Add language support via tree-sitter-language-pack
aider
Space Play/pause —
f Fullscreen —
←→ ±5s
Commentary
- 0:01 We’re going to add a ton of new languages to aider via tree-sitter-language-pack.
- 0:10 First, lets try and find which languages it supports.
- 1:00 Ok, there’s a language definitions json file
- 1:10 Does it have the github repos for each language?
- 1:29 Ok, this is what we need.
- 1:45 We need to get all the tags files from each repository for aider’s repo-map. Let’s have aider write a script to fetch them all.
- 2:05 We’ll show aider the language definitions json file.
- 3:37 Looks like it can’t find most of the tags.scm files.
- 4:19 Maybe we should have it try other branches besides master?
- 5:02 Ok, it seems to be downloading them now.
- 5:55 Let’s make it so we can re-run the script and only download files we haven’t fetched yet.
- 6:12 I see lots of tags files, so it’s working.
- 6:30 Ok, restart to run with latest code. This will take awhile to fetch them all.
- 9:02 The Grep-AST module needs to know about all the new languages.
- 9:45 Let’s have aider add them all, and register each using their commonly used file extensions.
- 10:15 Some of the languages need to be recognized by their base name, not by their extension.
- 11:15 Let’s sanity check if Grep-AST can handle PowerShell, one of the new languages.
- 12:00 Looks like it’s parsing PowerShell fine.
- 13:00 Ok, let’s download all the tags files into the right spot in the aider repo.
- 14:00 This will take a minute…
- 16:07 Delete some no-op or empty tags files.
- 16:16 Let’s commit all the unmodified tags files.
- 16:33 We need to update each tag file, so that aider can identify names of functions, classes, etc in all these languages.
- 17:01 Let’s use a bash loop to script aider to modify each tags file.
- 17:12 I’m giving aider a read-only example of an already modified tags file, as an example to follow.
- 19:04 Looks like it correctly updated the first couple of tags files.
- 19:28 Let’s grep to watch aider’s progress working through the list of files.
- 20:20 It’s working on the Dart language now…
- 20:50 E-lisp is up next…
- 21:30 This is going to take a little while…
- 24:39 Let’s add a README file with attribution for these tags files.
- 26:55 Ok, all the files are updated with tags for definitions and references to named code objects.
- 27:10 Let’s add test coverage to be sure these languages work with the repo-map.
- 27:19 Each language needs a “fixture” with some sample code to parse during the test. Let’s show aider the layout of the fixtures directory.
- 27:50 We can use a bash loop to ask aider to add test coverage for each new tags file.
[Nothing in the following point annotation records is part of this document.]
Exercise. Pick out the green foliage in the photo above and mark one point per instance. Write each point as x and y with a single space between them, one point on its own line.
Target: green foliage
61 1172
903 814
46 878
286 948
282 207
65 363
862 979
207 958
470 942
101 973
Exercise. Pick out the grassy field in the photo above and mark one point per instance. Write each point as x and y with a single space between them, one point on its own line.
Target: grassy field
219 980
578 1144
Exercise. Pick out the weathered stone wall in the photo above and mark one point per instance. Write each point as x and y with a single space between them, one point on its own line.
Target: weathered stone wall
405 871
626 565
- 28:12 We’ll pass the fixtures directory listing to aider.
- 28:52 Just need to fix the bash to correctly iterate through the list of tags files.
- 29:27 I forgot to ask aider to actually generate a sample code fixture for each language.
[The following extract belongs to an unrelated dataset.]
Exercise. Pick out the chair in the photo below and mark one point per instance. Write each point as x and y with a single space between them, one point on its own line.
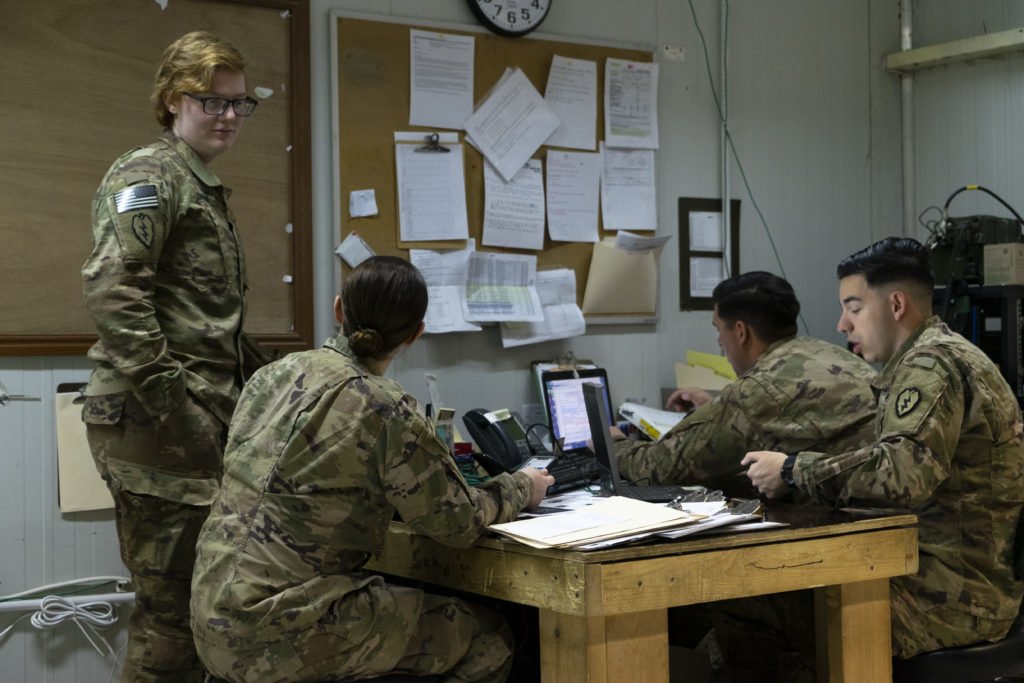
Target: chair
974 664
- 30:25 Lets run the repo-map tests to see if the first new test works.
- 30:37 Tests for the Arduino language failed, with an empty repo-map? That’s not good.
- 31:52 Can aider figure out what’s wrong?
- 32:27 Well, aider made the test pass by basically skipping Arduino.
- 32:36 Let me see if I can use Grep-AST on the new Arduino fixture code.
- 32:42 Oh! I’m not using the updated Grep-AST that knows about all the new languages.
- 32:54 Ok, now we’re parsing Arduino code properly. Undo aider’s bogus test fix.
- 33:05 Ok, arduino passes now but there seems to be a regression with tsx?
- 33:20 Can aider figure out why?
- 34:10 Let’s check the parsers map.
- 35:00 Well, that’s all for this recording. The tsx problem was due to a bad mapping from “.tsx” to “typescript” in the map that aider generated earlier.